Le mendiant (petit conte d'avant Noël)

Il s'était levé tôt. Il avait choisi avec soin ses vêtements. Il y avait si longtemps qu'il ne s'habillait plus ainsi pour aller au travail !. Il avait rejoint la gare. Il avait pris le premier train pour Paris. Il avait fait tout cela en cachette de sa femme pour lui faire une surprise s'il revenait heureux et ne pas la décevoir, sinon.

Dans un couloir du métro, un homme, une pancarte : "Je suis mendiant. Je ne vous raconterai pas d'histoire. Je ne sais jouer d'aucun instrument. Personne ne veut me faire travailler et j'ai trop peu de compétences. Je vous offre simplement, ma présence et mes remerciements.". Le message l'avait touché. Il avait pris un gros billet, pour s'offrir un bon repas... si on l'invitait pas à déjeuner. Il décida de le remettre à cet homme en remerciant le ciel de l'argent qui ne lui manquait pas (ou pas trop !).

Puis il entra dans l'immeuble. Il fut reçu par une jolie secrétaire avec un des ces gentils sourires qu'il aimait par dessus tout. On l'introduisit avec respect dans le bureau du consultant.

" Bonjour monsieur Z" lui dit-il. "J'ai lu avec intérêt votre cv. J'ai lu votre lettre de motivation comme on lit une nouvelle. Tout indique que vous semblez exactement correspondre à ce que nous attendons pour ce poste. Vous allez d'abord rencontrer tous ceux qui sont impliqués dans votre recrutement, puis je vous verrai en fin de journée."

Quatre personnes. Quatre entretiens, tous plus riches les uns que les autres. L'un des hommes qui l'interrogeait lui dit même :' C'est curieux vous avez le même nom qu'un homme que j'admire et dont je possède tous les ouvrages. C'est un des précurseurs de notre discipline et je me suis toujours demandé à quoi il ressemblait.". Il avait répondu avec un petit sourire. "Vous savez : mon nom et mon prénom sont assez communs.
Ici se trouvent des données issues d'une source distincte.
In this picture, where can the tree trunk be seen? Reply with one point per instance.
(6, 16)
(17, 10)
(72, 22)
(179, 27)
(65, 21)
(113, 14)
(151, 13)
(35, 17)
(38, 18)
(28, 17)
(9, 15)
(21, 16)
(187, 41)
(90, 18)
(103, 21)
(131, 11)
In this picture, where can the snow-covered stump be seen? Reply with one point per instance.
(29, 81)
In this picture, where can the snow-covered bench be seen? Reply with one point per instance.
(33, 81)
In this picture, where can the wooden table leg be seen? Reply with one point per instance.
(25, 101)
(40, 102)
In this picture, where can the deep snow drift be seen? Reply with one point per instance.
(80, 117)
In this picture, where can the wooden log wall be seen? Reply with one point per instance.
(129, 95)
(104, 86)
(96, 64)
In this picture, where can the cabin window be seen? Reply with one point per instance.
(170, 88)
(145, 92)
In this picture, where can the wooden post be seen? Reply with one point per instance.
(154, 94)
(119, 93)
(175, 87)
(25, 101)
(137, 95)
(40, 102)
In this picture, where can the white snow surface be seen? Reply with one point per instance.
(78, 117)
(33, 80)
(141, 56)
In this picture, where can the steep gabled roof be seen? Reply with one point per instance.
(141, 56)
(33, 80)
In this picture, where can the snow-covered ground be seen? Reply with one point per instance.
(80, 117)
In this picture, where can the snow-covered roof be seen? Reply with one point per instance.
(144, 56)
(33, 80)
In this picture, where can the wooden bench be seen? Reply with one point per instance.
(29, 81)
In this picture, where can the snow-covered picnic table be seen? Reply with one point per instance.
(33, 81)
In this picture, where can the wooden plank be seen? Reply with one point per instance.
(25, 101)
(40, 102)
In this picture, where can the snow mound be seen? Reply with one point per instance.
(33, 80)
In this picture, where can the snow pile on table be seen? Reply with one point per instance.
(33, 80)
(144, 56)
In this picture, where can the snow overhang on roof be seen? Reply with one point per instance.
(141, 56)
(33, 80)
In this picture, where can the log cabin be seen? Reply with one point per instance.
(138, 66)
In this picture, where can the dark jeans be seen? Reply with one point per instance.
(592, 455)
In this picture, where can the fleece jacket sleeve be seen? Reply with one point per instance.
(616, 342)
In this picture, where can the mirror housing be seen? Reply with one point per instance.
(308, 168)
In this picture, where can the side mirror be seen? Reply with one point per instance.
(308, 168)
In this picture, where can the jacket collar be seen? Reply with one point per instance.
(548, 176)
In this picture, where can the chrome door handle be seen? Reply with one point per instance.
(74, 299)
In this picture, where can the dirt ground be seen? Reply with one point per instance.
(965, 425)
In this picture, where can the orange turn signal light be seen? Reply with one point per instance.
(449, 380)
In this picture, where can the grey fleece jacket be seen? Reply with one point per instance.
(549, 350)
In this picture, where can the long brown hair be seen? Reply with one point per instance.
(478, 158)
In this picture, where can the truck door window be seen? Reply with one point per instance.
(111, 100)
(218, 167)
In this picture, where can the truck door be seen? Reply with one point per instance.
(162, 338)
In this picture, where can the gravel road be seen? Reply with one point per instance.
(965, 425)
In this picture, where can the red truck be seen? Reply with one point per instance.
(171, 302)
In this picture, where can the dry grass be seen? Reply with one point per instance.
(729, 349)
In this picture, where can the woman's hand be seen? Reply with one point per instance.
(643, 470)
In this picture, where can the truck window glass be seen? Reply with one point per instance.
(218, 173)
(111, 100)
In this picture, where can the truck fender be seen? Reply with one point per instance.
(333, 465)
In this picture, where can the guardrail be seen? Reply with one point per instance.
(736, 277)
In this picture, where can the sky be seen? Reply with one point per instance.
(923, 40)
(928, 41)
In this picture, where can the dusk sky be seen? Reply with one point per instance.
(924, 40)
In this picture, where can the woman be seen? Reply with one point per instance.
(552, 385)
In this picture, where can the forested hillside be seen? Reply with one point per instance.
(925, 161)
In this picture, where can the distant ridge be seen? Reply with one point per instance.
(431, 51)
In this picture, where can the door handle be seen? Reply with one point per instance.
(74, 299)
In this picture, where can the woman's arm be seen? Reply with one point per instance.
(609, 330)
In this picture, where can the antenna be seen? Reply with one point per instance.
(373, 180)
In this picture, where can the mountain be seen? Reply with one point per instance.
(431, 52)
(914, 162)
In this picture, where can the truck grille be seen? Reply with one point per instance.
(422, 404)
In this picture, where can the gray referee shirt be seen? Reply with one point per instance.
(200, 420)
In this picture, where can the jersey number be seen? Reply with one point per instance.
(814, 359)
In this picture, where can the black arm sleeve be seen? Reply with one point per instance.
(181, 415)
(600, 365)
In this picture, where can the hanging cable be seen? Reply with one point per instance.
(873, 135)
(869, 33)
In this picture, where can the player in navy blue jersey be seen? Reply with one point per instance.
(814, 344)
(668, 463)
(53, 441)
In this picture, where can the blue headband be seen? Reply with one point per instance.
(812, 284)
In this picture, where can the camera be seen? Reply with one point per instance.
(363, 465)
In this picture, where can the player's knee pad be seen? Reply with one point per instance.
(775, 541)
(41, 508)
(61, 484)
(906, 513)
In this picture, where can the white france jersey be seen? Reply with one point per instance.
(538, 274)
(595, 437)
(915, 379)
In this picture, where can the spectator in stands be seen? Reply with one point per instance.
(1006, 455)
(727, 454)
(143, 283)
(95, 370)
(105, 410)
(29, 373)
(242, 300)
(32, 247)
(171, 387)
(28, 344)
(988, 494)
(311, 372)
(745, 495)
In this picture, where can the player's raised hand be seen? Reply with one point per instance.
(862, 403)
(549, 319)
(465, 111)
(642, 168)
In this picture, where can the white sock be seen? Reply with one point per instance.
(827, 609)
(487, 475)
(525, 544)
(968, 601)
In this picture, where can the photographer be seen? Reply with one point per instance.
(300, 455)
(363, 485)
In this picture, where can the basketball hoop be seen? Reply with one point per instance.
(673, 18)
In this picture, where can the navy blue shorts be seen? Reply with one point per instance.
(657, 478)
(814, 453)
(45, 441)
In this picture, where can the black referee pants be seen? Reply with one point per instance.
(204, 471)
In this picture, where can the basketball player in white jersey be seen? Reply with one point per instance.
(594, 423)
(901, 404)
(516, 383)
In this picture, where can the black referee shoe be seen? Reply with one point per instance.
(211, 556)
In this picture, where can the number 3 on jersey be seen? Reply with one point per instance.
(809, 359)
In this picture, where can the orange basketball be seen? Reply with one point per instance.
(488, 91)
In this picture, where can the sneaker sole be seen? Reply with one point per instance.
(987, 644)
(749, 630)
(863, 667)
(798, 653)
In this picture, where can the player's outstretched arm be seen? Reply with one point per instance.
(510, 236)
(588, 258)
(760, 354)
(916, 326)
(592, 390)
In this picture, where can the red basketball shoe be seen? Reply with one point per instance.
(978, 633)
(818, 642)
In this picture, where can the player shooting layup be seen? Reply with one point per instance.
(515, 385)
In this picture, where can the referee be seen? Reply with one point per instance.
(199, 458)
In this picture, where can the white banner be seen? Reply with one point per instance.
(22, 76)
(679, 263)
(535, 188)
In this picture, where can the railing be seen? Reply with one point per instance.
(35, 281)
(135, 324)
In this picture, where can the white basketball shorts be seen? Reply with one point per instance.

Il n'est pas étrange que vous les ayez déjà entendus."

Il fut invité à déjeuner dans la salle à manger spéciale du président qui voulut qu'il déjeunât à sa table. Au passage l'homme se dit qu'il avait bien fait de donner ce billet à ce mendiant. Il n'en aurait pas eu besoin.

Toute la journée se passa ainsi. A la fin, le même consultant le reçut. Il lui dit que tous étaient unanimes :Il était retenu. Il lui fit rappeler ses prétentions de salaire. Il eut l'air surpris qu'elles fussent si faibles. Il lui présenta tous les avantages de la société comme pour le retenir de ne pas être tenté ailleurs. Puis il le raccompagna.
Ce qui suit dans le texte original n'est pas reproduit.